Semantic Kernel for .NET — End‑to‑End Guide

Dung Nguyen

1. Overview & Architecture

Semantic Kernel (SK) is Microsoft’s open-source AI orchestration framework. It lets you:

Call LLMs (Azure OpenAI/OpenAI/local) with prompt functions
Build plugins/tools (C# methods) callable by the LLM
Add memory (vector search) and RAG
Orchestrate multi‑step agent workflows (planning, tool‑calling)
Integrate with enterprise services (SharePoint, DB, ERP, etc.)

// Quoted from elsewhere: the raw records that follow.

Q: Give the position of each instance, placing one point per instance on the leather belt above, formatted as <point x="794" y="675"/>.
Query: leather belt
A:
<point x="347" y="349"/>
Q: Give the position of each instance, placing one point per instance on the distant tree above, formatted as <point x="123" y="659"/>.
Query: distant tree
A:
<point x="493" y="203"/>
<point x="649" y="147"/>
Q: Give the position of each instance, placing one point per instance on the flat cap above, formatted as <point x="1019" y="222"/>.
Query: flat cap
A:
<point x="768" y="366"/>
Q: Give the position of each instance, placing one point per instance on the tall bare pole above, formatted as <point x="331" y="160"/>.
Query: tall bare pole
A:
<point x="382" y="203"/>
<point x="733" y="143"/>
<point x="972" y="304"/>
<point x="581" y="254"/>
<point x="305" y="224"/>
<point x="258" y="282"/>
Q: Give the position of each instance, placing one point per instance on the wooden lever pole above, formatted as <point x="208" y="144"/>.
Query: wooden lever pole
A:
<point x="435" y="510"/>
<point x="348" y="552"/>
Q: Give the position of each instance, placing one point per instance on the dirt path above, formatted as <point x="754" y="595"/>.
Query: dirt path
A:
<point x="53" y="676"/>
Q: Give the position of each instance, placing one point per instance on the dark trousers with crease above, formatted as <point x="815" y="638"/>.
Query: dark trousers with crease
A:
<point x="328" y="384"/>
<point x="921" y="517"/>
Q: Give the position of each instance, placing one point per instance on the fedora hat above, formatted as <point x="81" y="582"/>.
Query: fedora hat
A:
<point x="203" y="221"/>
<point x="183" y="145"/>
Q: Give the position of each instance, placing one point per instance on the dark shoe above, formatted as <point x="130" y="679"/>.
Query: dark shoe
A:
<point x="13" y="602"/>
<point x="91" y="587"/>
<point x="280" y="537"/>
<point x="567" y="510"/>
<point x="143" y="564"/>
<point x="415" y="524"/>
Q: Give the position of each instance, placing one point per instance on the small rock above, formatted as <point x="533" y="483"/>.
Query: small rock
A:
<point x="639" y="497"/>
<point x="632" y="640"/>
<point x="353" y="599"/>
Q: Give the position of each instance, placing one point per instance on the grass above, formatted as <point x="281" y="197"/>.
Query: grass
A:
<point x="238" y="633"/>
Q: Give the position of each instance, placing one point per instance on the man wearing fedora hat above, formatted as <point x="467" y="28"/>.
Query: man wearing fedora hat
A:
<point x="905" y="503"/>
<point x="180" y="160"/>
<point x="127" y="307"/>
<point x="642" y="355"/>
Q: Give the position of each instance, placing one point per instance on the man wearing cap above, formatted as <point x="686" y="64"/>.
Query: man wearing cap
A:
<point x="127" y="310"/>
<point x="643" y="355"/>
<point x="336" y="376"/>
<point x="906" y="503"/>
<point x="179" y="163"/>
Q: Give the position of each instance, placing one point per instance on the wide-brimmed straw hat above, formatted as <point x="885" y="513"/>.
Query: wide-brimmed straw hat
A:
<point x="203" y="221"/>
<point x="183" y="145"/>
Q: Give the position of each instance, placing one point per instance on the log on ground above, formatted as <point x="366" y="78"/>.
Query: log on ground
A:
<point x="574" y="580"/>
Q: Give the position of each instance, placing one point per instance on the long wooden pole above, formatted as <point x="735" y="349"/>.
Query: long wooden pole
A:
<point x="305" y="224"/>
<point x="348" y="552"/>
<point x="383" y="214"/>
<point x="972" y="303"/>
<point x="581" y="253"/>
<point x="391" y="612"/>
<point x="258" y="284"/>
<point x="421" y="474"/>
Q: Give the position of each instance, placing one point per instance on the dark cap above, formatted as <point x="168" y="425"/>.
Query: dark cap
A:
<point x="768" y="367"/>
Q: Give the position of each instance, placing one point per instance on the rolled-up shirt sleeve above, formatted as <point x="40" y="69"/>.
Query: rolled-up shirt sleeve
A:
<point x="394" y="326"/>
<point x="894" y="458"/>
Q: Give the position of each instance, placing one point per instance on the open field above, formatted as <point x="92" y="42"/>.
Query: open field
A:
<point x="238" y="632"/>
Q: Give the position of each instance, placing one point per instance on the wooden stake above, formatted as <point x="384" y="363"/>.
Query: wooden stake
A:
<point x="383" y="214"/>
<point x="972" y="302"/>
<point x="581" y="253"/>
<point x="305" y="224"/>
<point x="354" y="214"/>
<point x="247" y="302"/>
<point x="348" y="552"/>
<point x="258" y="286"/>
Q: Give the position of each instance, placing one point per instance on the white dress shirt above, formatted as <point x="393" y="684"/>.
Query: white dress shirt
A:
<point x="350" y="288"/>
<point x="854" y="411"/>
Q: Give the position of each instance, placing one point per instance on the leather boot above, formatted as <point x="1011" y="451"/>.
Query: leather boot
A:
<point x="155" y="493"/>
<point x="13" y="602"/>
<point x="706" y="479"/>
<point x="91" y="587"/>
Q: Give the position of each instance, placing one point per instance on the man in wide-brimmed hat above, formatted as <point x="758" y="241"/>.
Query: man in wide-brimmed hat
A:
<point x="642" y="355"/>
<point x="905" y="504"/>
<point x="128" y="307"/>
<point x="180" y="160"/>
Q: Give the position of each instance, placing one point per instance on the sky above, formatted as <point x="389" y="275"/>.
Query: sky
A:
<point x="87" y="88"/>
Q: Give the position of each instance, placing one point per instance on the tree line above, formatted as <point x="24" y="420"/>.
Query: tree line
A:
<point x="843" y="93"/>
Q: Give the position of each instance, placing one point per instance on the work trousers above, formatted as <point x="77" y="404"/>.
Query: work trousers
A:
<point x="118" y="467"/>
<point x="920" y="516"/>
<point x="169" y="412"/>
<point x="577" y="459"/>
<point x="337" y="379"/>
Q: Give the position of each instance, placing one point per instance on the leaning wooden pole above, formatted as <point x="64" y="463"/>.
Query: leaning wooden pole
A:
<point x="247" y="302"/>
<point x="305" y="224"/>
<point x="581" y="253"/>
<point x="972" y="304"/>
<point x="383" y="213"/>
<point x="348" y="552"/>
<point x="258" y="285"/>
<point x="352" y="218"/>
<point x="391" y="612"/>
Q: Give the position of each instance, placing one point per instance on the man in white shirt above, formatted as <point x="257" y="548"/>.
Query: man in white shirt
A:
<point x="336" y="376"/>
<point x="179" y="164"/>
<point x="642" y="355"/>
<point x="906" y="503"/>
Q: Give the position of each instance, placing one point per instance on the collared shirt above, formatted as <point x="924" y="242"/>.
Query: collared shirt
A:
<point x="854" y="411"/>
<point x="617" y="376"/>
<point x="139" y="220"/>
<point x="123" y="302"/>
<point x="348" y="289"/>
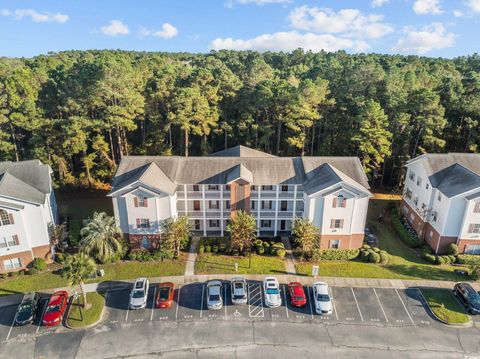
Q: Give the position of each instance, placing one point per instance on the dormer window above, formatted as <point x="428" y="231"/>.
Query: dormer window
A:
<point x="5" y="218"/>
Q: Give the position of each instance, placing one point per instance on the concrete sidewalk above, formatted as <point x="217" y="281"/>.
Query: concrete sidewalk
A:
<point x="181" y="280"/>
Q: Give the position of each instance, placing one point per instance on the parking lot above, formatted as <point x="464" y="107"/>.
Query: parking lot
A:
<point x="392" y="307"/>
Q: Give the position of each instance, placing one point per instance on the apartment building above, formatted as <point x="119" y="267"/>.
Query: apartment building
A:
<point x="331" y="191"/>
<point x="441" y="200"/>
<point x="27" y="208"/>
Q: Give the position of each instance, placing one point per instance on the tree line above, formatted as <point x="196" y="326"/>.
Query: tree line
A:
<point x="81" y="111"/>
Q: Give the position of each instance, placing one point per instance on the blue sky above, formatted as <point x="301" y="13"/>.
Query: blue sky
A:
<point x="445" y="28"/>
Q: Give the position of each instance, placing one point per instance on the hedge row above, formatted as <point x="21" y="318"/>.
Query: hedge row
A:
<point x="410" y="239"/>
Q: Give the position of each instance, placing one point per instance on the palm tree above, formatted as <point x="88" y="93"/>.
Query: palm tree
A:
<point x="76" y="269"/>
<point x="101" y="237"/>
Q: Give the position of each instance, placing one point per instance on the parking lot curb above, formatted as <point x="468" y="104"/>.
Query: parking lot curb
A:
<point x="432" y="313"/>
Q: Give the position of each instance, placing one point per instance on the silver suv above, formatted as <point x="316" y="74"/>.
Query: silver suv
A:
<point x="238" y="287"/>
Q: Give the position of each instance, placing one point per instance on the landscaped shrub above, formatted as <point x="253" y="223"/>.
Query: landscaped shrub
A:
<point x="410" y="239"/>
<point x="374" y="257"/>
<point x="469" y="259"/>
<point x="452" y="249"/>
<point x="335" y="254"/>
<point x="39" y="264"/>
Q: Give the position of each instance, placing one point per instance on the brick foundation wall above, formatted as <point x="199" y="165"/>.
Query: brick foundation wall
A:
<point x="346" y="241"/>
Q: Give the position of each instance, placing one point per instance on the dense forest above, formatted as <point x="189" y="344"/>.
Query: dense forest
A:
<point x="81" y="111"/>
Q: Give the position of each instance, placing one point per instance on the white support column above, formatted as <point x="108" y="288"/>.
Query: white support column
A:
<point x="221" y="210"/>
<point x="276" y="212"/>
<point x="258" y="210"/>
<point x="294" y="209"/>
<point x="204" y="213"/>
<point x="185" y="199"/>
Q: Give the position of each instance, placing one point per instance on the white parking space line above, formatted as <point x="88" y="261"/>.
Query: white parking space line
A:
<point x="41" y="318"/>
<point x="153" y="303"/>
<point x="358" y="307"/>
<point x="381" y="306"/>
<point x="178" y="301"/>
<point x="285" y="297"/>
<point x="310" y="296"/>
<point x="404" y="306"/>
<point x="201" y="305"/>
<point x="333" y="303"/>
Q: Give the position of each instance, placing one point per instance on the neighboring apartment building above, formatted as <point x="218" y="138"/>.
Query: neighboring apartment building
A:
<point x="441" y="200"/>
<point x="27" y="208"/>
<point x="331" y="191"/>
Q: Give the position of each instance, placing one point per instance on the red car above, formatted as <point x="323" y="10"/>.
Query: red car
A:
<point x="55" y="309"/>
<point x="164" y="297"/>
<point x="297" y="294"/>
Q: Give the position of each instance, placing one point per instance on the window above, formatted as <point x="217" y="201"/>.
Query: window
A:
<point x="12" y="263"/>
<point x="476" y="209"/>
<point x="334" y="243"/>
<point x="5" y="218"/>
<point x="474" y="228"/>
<point x="214" y="223"/>
<point x="336" y="223"/>
<point x="143" y="223"/>
<point x="196" y="205"/>
<point x="339" y="201"/>
<point x="266" y="223"/>
<point x="214" y="204"/>
<point x="267" y="204"/>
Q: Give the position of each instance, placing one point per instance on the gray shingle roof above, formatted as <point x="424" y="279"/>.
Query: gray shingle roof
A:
<point x="25" y="180"/>
<point x="452" y="173"/>
<point x="264" y="170"/>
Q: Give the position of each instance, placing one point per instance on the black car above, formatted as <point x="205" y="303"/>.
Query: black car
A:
<point x="468" y="296"/>
<point x="27" y="310"/>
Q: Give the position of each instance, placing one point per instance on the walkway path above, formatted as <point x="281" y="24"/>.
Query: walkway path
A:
<point x="192" y="256"/>
<point x="289" y="261"/>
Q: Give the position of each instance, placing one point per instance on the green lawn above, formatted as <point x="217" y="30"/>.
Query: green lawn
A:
<point x="113" y="271"/>
<point x="404" y="262"/>
<point x="209" y="263"/>
<point x="80" y="317"/>
<point x="445" y="306"/>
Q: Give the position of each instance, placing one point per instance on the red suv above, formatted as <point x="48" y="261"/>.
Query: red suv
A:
<point x="297" y="294"/>
<point x="55" y="309"/>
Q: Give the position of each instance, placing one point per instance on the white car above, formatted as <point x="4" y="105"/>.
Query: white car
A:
<point x="321" y="296"/>
<point x="271" y="289"/>
<point x="139" y="294"/>
<point x="238" y="286"/>
<point x="214" y="295"/>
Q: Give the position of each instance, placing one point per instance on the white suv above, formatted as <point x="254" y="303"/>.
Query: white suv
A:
<point x="139" y="294"/>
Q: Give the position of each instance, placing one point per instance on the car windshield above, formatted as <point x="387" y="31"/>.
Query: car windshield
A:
<point x="138" y="294"/>
<point x="164" y="292"/>
<point x="53" y="308"/>
<point x="323" y="297"/>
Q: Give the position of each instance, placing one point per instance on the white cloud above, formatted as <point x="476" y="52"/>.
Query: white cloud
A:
<point x="423" y="7"/>
<point x="115" y="28"/>
<point x="378" y="3"/>
<point x="350" y="22"/>
<point x="35" y="16"/>
<point x="474" y="5"/>
<point x="432" y="37"/>
<point x="289" y="41"/>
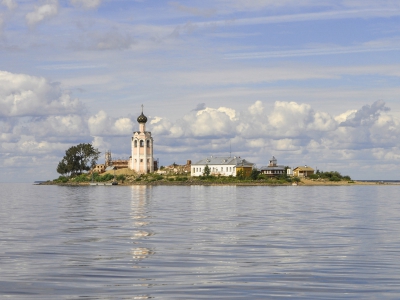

High‑level Architecture (ASCII)

2. Prerequisites

.NET 8 SDK (recommended)
Visual Studio 2022 or VS Code (C# Dev Kit)
Azure OpenAI (preferred for enterprise) or OpenAI API key

3. Project Setup

Create a console app:

dotnet new console -n SkDotnetDemo
cd SkDotnetDemo

Add NuGet packages (versions evolve; use latest stable):

dotnet add package Microsoft.SemanticKernel
dotnet add package Microsoft.SemanticKernel.Connectors.OpenAI
dotnet add package Azure.AI.OpenAI   # for advanced Azure OpenAI scenarios (optional)
dotnet add package Microsoft.Extensions.Configuration
dotnet add package Microsoft.Extensions.Configuration.Json
dotnet add package Microsoft.Extensions.Hosting
dotnet add package Microsoft.Extensions.Logging.Console

appsettings.json (add to project root):

{
  "AI": {
    "UseAzureOpenAI": true,
    "AzureOpenAI": {
      "Endpoint": "https://YOUR-RESOURCE.openai.azure.com/",
      "ApiKey": "YOUR-AZURE-OPENAI-KEY",
      "Deployment": "gpt-4o-mini"
    },
    "OpenAI": {
      "ApiKey": "YOUR-OPENAI-KEY",
      "Model": "gpt-4o-mini"
    }
  },
  "VectorMemory": {
    "Provider": "None", // or "AzureAISearch", "Pinecone", etc.
    "AzureAISearch": {
      "Endpoint": "https://YOUR-SEARCH.search.windows.net",
      "ApiKey": "YOUR-SEARCH-ADMIN-KEY",
      "Index": "sk-mem-index"
    }
  }
}

4. Quick Start (Hello, Kernel)

Program.cs

using Microsoft.Extensions.Configuration;
using Microsoft.Extensions.DependencyInjection;
using Microsoft.Extensions.Hosting;
using Microsoft.Extensions.Logging;
using Microsoft.SemanticKernel;
using Microsoft.SemanticKernel.Connectors.OpenAI;

var host = Host.CreateDefaultBuilder(args)
    .ConfigureAppConfiguration(cfg =>
    {
        cfg.AddJsonFile("appsettings.json", optional: false, reloadOnChange: true);
    })
    .ConfigureLogging(lb => lb.AddConsole())
    .Build();

var config = host.Services.GetRequiredService<IConfiguration>();
var useAzure = config.GetValue<bool>("AI:UseAzureOpenAI");

var builder = Kernel.CreateBuilder();

if (useAzure)
{
    builder.AddAzureOpenAIChatCompletion(
        deploymentName: config["AI:AzureOpenAI:Deployment"]!,
        endpoint: config["AI:AzureOpenAI:Endpoint"]!,
        apiKey: config["AI:AzureOpenAI:ApiKey"]!
    );
}
else
{
    builder.AddOpenAIChatCompletion(
        modelId: config["AI:OpenAI:Model"]!,
        apiKey: config["AI:OpenAI:ApiKey"]!
    );
}

var kernel = builder.Build();

// Create a prompt function inline
var summarizeFn = kernel.CreateFunctionFromPrompt("""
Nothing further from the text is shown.